L'effort de poésie est à mon sens ce qui distingue un écrivain de tout autre auteur de prose, il ne s'agit pas seulement de cette bonne vieille poésie lyrique mais également de poésie de situation, de poésie dans la structuration, de poésie dans le renouvellement du langage et de la langue, etc. Il y a même des histoires qui sont en elle-même une poésie. Je pense notamment à une nouvelle de Garcia Marquez qui s'appelle, si ma mémoire est bonne, "Le mort le plus beau du monde". Je suis donc du même avis que Sony Labou Tansi.

Les écrivains africains (francophones) sont marginaux, on peut avoir l'impression que certains en font trop pour assurer l'avenir de leurs productions. ' Les écrivains africains transgressent-ils les genres littéraires existants ? Inventent-ils de nouveaux genres ?

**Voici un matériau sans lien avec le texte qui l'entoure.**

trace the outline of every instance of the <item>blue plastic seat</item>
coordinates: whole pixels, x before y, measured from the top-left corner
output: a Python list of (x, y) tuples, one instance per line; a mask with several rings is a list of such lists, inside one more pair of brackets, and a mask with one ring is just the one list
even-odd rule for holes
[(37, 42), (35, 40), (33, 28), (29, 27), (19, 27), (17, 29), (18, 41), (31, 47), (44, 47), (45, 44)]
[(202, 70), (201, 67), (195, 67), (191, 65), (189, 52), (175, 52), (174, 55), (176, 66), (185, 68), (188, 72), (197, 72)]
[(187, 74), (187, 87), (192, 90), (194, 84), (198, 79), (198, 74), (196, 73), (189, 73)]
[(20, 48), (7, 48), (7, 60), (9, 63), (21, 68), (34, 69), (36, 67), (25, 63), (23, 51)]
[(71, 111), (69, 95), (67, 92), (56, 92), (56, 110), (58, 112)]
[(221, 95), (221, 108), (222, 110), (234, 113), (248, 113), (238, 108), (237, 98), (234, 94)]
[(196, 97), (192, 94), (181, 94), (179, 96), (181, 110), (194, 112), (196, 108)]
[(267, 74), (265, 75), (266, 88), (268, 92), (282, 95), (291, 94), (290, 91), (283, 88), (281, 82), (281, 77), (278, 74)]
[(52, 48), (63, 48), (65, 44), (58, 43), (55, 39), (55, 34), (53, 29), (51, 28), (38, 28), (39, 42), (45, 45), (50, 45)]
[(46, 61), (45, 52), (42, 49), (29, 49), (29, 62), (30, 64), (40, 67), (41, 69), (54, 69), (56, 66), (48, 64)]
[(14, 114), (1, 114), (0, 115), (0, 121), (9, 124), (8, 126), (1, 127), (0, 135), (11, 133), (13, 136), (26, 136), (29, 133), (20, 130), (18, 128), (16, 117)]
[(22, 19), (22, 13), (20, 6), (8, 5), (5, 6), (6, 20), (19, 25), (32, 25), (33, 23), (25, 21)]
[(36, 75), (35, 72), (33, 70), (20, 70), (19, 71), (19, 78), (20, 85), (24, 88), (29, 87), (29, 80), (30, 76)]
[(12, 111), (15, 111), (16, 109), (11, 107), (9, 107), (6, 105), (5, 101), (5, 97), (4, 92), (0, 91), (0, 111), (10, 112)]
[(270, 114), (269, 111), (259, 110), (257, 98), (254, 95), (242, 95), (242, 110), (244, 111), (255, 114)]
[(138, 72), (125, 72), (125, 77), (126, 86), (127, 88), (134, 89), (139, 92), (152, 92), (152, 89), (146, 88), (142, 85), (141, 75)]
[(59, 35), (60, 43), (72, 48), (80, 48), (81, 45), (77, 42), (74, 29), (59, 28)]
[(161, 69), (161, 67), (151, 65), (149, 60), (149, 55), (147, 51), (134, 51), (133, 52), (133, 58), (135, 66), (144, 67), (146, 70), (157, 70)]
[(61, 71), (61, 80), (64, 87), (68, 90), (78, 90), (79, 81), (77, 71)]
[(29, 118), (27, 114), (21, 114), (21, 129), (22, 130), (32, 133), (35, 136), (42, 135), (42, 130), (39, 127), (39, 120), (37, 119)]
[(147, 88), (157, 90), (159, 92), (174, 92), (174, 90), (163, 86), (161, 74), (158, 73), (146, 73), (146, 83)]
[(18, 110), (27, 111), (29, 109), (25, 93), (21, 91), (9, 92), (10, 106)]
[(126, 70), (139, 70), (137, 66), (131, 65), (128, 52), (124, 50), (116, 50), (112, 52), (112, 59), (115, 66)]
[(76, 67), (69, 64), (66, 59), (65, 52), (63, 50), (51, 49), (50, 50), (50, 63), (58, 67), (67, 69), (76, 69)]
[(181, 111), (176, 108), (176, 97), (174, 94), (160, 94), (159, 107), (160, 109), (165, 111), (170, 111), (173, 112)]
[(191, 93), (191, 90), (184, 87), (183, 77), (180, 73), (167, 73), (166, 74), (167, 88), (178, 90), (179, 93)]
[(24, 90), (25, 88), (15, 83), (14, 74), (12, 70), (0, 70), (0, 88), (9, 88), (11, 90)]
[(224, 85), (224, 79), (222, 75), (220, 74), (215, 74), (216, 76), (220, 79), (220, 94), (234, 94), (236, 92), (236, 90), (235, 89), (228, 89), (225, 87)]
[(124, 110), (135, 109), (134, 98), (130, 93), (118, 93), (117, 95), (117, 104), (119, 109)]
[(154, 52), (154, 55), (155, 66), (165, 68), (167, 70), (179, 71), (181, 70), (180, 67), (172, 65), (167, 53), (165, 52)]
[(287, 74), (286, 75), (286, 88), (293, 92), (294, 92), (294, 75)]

'Généalogie d'une banalité '' est un texte que j'ai voulu publier au Congo, dans une maison d'édition qui malheureusement s'est avérée très moralisante et qui a trouvé de la perversité dans le texte. J'ai écrit ce livre en me disant qu'il va forcément intéresser des lecteurs congolais, mais il est impossible de faire sans l'éducation ou les calculs commerciaux de l'éditeur. J'ai heureusement été bien accueilli par Jean Luc Raharimanana qui dirige la collection Fragment chez Vents d'ailleurs à qui l'ami d'un ami avait envoyé le texte, sans cela ce roman n'aurait eu aucun avenir. Les auteurs africains qui sont publiés en Europe sont nécessairement soumis à un certain calcul, certains jouent peut-être là-dessus durant le travail même d'écriture, ils calculent, ils calibrent, ils estiment, ils taillent à la mesure du champ commercial du réseau de diffusion de l'éditeur, mais aussi à la mesure de ce que ce dernier dit clairement qu'il attend d'eux, et cela peut heureusement donner de temps en temps de très beaux livres. L'anglais Anthony Trollope, vous le savez, était un écrivain qui calculait.